A falsa notícia à qual o presidente se refere foi publicada em pelo menos dois sites, Stylo Urbano e Coletividade Evolutiva. Os textos afirmam erroneamente que as pessoas estão perdendo a capacidade do sistema imunológico ao longo das semanas após completarem a vacinação e, por isso, deve “resistir a síndrome da imunodeficiência adquirida”.
As páginas dizem se apoiar em dados disponibilizados pelo governo britânico. O relatório do portal oficial do Departamento de Saúde Pública do Reino Unido ao qual os portais se localizam, porém, não cita a síndrome da imunodeficiência adquirida em nenhum momento.
Além disso, os portais Stylo Urbano e Coletividade Evolutiva fraudaram a tabela do departamento britânico que analisa os casos de Covid-19 entre vacinados e não vacinados. Ambos inseriram uma coluna que não consta no documento oficial, chamada “reforço ou degradação do sistema imunológico”.
Repercussão
Médicos e afirmam que a relação entre a vacina contra a Covid-19 e a Aids é absurda. Jamal Suleiman, infectologista do Instituto de Infectologia Emilio Ribas, destaca que as vacinas da Covid não utilizam nenhum fragmento de HIV em sua composição.
Denise Garrett, epidemiologista e vice-presidente do Instituto Sabin (EUA), reforça: “Não tem nenhuma possibilidade ou plausabilidade dessas vacinas fazerem isso. A afirmação é absurda e anticientífica.”
Além disso, enfatiza Suleiman, são doenças com transmissões completamente diferentes. Enquanto o HIV é transmitido por meio de relações sexuais e compartilhamento de seringas, o novo coronavírus que causa a Covid se espalha por meio da respiração.
“O presidente tem uma conexão anal e precisa ir para o divã”, comenta Suleiman. “Ao dizer isso, o presidente coloca em xeque o PNI.”
O infectologista também relembra que indivíduos HIV [vírus causador da Aids] positivos são incorporados como prioritários para receber o imunizante contra um Covid-19. “Além de não fazer nenhum sentido, uma afirmação do presidente ainda pode prejudicar a campanha para populações mais vulneráveis”, conclui.
Garrett também analisa o perigo da fala do presidente. “O mais grave é o presidente do país falar algo tão absurdo numa ao vivo que é assistida por milhões e milhões de pessoas, endossando uma narrativa antivacina, falando contra a ciência em meio a uma pandemia letal, que ainda está matando um número obrigatório no país . “
Por meio das redes sociais, médicos e cientistas também se manifestaram contra o presidente.

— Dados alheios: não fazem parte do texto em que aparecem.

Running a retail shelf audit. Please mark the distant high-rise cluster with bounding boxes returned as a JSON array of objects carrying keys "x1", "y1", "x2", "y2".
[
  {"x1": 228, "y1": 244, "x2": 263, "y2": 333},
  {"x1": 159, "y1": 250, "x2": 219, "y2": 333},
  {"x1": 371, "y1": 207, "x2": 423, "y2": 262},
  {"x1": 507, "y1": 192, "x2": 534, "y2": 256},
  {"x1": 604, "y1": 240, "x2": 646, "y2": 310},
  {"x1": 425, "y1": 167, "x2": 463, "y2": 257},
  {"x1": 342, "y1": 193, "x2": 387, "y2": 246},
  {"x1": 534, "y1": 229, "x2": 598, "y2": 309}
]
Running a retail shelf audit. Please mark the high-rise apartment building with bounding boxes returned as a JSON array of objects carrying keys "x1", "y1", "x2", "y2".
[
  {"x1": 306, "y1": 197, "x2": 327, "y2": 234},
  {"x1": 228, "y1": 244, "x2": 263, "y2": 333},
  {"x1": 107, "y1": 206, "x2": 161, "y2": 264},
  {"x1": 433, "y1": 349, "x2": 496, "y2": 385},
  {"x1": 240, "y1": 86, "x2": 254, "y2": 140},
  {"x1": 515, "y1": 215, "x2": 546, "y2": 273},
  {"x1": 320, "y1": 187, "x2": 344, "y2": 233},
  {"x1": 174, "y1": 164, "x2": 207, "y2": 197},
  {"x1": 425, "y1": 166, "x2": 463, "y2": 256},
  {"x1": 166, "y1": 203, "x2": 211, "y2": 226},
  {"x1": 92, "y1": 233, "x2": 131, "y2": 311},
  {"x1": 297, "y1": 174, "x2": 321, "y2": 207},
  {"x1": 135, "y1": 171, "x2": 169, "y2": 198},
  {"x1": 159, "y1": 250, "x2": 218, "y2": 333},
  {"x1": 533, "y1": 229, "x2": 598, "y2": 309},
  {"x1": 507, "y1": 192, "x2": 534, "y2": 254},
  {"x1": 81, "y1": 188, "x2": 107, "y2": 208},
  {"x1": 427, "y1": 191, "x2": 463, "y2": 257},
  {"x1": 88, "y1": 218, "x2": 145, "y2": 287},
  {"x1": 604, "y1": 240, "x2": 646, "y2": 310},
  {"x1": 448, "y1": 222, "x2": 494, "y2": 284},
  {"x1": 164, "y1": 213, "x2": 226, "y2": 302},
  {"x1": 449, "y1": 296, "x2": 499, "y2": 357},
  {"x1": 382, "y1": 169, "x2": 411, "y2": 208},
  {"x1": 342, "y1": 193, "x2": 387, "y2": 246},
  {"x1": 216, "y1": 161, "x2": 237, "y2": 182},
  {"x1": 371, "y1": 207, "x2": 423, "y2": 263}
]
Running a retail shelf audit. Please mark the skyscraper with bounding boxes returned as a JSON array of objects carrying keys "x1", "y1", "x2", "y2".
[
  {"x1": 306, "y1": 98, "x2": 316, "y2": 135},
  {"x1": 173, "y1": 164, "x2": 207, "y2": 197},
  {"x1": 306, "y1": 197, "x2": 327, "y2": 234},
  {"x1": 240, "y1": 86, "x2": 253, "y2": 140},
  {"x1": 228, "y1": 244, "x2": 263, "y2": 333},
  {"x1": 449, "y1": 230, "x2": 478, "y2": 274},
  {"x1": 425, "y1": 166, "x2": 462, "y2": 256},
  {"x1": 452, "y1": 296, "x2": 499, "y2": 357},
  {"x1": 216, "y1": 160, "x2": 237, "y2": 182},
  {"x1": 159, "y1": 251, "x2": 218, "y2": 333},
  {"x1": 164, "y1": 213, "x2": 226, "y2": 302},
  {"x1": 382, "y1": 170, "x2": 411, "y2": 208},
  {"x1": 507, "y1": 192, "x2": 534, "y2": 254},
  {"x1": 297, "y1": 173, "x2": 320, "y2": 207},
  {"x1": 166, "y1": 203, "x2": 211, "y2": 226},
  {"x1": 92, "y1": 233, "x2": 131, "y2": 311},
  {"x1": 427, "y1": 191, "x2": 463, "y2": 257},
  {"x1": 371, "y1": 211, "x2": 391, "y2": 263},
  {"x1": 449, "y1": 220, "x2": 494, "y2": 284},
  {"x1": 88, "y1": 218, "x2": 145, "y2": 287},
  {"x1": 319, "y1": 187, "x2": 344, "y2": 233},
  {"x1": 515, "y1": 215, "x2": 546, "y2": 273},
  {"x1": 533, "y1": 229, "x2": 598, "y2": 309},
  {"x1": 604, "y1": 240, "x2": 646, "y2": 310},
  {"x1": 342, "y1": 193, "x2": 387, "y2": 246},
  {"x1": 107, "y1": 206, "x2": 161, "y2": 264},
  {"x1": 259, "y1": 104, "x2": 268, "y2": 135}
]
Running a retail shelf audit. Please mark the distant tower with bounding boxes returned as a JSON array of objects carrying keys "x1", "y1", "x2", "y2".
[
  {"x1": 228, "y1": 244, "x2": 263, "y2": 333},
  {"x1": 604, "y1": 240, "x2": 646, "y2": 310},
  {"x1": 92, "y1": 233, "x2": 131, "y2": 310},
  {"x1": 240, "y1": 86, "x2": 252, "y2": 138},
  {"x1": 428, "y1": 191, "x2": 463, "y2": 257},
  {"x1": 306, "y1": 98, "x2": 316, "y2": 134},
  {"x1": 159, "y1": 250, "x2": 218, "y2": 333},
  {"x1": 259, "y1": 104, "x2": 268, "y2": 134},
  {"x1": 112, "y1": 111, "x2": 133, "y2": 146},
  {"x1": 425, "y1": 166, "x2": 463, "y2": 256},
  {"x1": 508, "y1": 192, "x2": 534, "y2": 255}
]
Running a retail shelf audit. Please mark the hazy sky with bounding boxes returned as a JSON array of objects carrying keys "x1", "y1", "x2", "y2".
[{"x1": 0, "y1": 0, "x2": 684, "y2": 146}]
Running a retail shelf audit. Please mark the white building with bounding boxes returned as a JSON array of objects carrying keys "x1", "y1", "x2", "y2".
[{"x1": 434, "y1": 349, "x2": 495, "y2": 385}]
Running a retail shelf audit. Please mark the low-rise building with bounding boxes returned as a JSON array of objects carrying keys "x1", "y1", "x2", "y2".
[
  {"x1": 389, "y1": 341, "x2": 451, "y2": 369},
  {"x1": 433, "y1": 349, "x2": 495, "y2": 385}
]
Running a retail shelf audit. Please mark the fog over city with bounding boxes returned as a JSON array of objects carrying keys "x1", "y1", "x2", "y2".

Vinícius Borges, infectologista especializado em saúde de pessoas LGBTQIA +, escreveu no Twitter que o “que causa Aids é a desigualdade, o preconceito e o estigma, perpetuando mitos como este sobre o HIV, impedindo as pessoas de se testarem, se tratarem e viverem bem” .
Gerson Salvador, infectologista do Hospital Universitário da USP e autor do blog Linha de Frente na Folha, reiterou que vacinas contra um Covid-19 não transmitem HIV. “Quem divulga o contrário além de colaborar com a hesitação vacinal ainda amplia a estigmatização das pessoas que vivem com HIV, no Brasil mais de 900.000 pessoas. Parem!”
Garrett, brasileira radicada nos Estados Unidos, interpreta ainda a fala de Bolsonaro como um alerta. Para ela, apesar de o Brasil ainda ser reconhecido como um país pró-vacina, sem um movimento tão forte quanto nos EUA, o momento é preocupante.
“Estamos cometendo o mesmo erro que os Estados Unidos cometeu quando o movimento antivacina ainda era incipiente e desorganizado. Além de não darmos importância para declarações antivacinas, temos autoridades do governo que se apoiam neste movimento no Brasil. Quanto mais o movimento se fortalecimento, mais díficil será de controlá-lo “, diz. “Se prezamos pela cultura pró-vacina, a hora de cortar o mal pela raiz é agora.”